5. What types of colors/clothing/brands etc. is usually incorporated with your style?
Six out of seven days a week I’m in a button-up shirt with a jacket – most often a full suit-and-tie ensemble. When I’m not in a suit I’m in clothing that serves to enhance the activity I’m participating in, both from a physical and a social perspective.
Colors, brands, and types of clothing are largely irrelevant because different cultures, subcultures, and tribes all value and demonstrate respect for men differently. A suit is as out of place at a skatepark as skinny jeans, Vans, and a baggy T-shirt are in a boardroom. The same man may comfortably and congruently wear both, but style is when he wears them in the correct environment and in front of the correct audience.
6. What types of men usually visit your site or use you as a consultant?

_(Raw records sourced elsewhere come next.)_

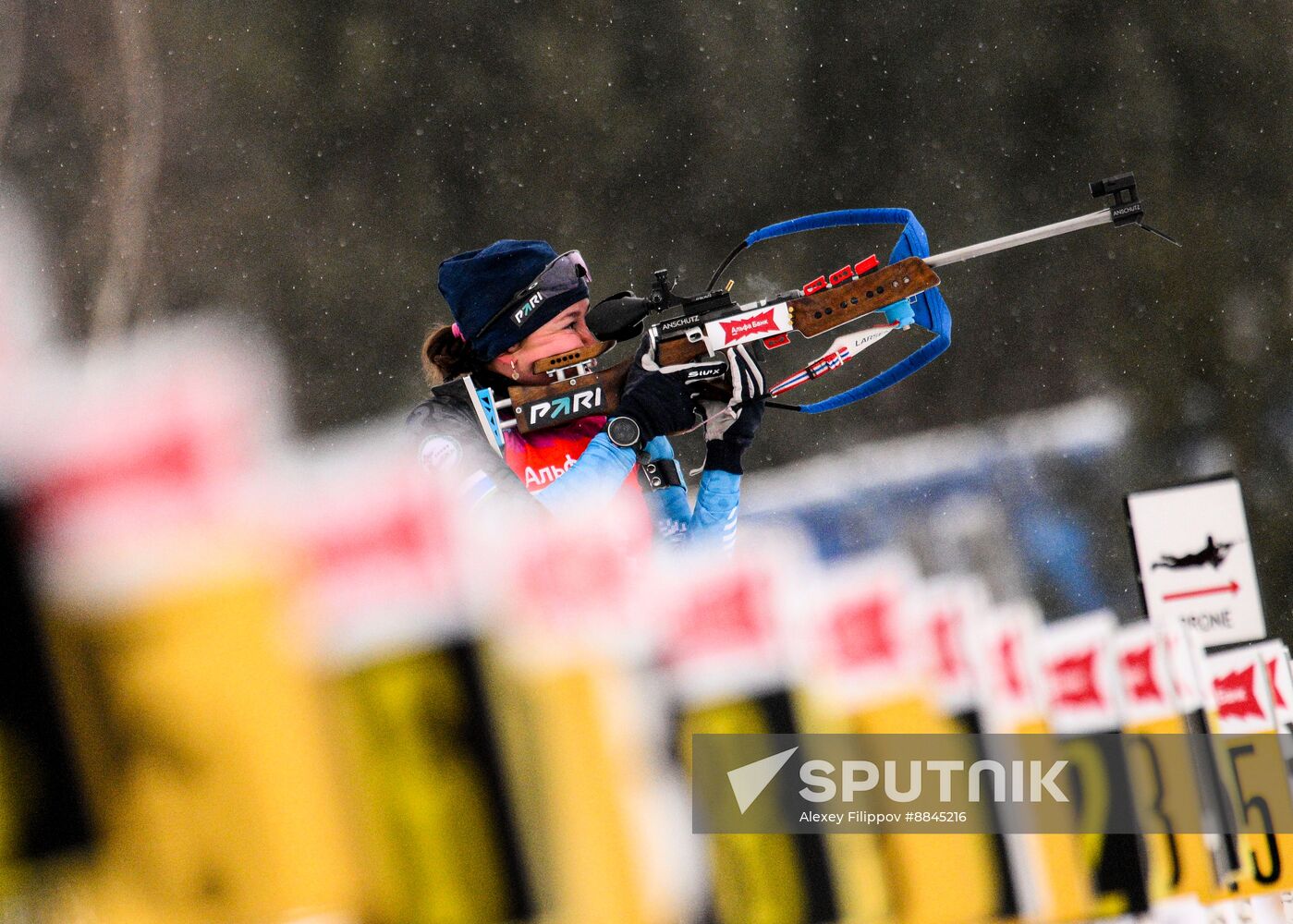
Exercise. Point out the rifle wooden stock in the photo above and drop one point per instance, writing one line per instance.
(823, 310)
(572, 359)
(605, 384)
(820, 311)
(541, 406)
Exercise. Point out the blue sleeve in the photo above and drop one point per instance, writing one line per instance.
(595, 477)
(714, 517)
(668, 505)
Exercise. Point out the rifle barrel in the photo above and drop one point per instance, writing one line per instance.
(972, 251)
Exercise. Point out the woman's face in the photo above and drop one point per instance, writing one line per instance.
(566, 333)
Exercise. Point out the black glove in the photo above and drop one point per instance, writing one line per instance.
(658, 401)
(729, 428)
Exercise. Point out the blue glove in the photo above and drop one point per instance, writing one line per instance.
(729, 428)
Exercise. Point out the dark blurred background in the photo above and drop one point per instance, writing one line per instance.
(310, 164)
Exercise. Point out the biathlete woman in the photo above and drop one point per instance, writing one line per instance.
(518, 301)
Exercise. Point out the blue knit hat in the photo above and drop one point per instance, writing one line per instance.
(479, 283)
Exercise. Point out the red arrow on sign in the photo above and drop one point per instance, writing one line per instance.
(1232, 587)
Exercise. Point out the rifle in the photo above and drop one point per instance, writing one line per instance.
(899, 295)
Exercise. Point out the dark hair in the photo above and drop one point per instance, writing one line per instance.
(445, 357)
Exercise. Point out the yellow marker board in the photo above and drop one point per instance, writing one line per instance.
(437, 820)
(203, 748)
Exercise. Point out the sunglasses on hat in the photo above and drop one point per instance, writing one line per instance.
(564, 274)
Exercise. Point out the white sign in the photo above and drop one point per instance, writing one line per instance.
(1196, 564)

My readers are the best. Time and again they’ve demonstrated themselves as men who seek improvement and want to better themselves in as many ways as possible. Most understand that clothing is not a crucial aspect of masculinity, but it IS an aspect, and one that can be both quickly and easily improved. They use this change as a catalyst to grow in other areas.
I’ve worked with men from all over the world and from all walks of life: blue-collar, white-collar, gay, straight, fathers, pick-up artists, nihilists, and influencers. All of them are unapologetically men and want to use their clothing to communicate their masculinity.

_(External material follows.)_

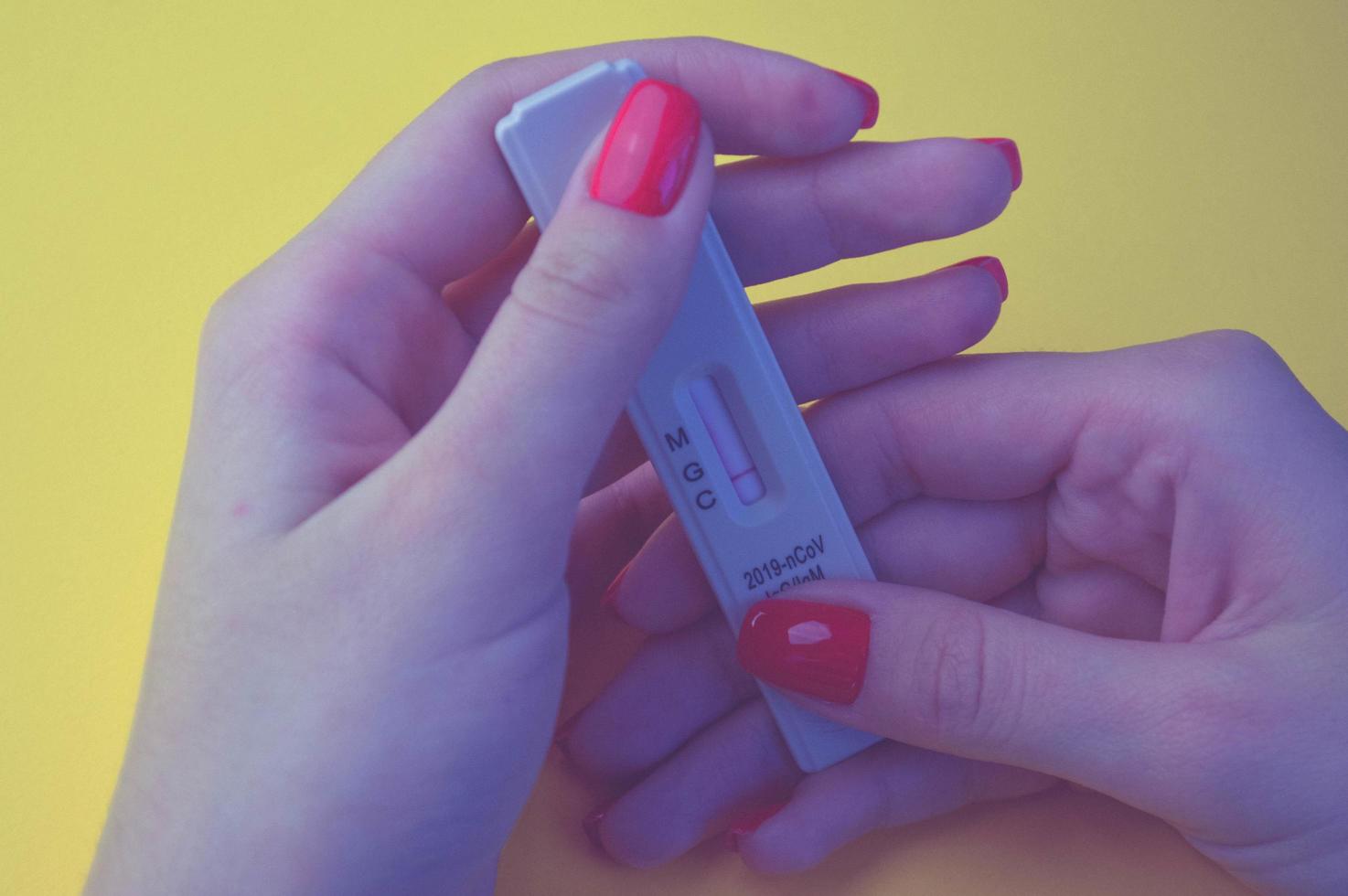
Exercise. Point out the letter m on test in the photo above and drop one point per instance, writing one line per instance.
(676, 440)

7. Are there any role models you believe that hold the masculine look best? or inspiration you use for consulting?
Role models are largely subjective. Some men aspire to be like James Bond while others value Michael Jordan. The problem with currently using role models is that most modern men are caricatures of masculinity. Our society looks up to movies stars, athletes, and entertainers rather than providers, protectors, warriors, or philosophers. There were men in the past who better embodied aspirational masculinity, but emulating their style is as silly as emulating their mannerisms or their speech patterns. A man can look to Teddy Roosevelt, Ghandi, or Aristotle as an example of masculinity and understand that dressing like them won’t serve his purposes.
8. Can you explain a bit about the 3 Archetypes of Masculine Style?
With an understanding of the Four Tactical Virtues and the 3 P’s of Manhood, I believe that men fall somewhere within a spectrum of three archetypes of Masculinity. They are:
Rugged – men who exert their influence over the world physically
Refined – men who exert their influence over the world financially or socially
Rakish – men who exert their influence over the world through rebellion
Very rarely do I find men who don’t exhibit some measure of all three archetypes. More rare is the man who evenly embodies all three. Part of my coaching process is to help men understand where they fall within these three archetypes and then to teach them to dress accordingly. Congruence is key in dressing well and I don’t believe a man can dress well without first knowing who he is, who his tribe is, who he wants to be, and who he wants his tribe to be.
Anything else you think is important to know?
Like I stated above, I believe that clothing and appearance are an aspect of masculinity, even if they are not a crucial part. If I objectively knew that a doctor, who appeared homeless, was better than one in a suit, I’d take the homeless-looking one. That being said, we very rarely know the objective value of people or their skills and we use clothing, grooming, and appearance as a shortcut to both communicate and perceive our value.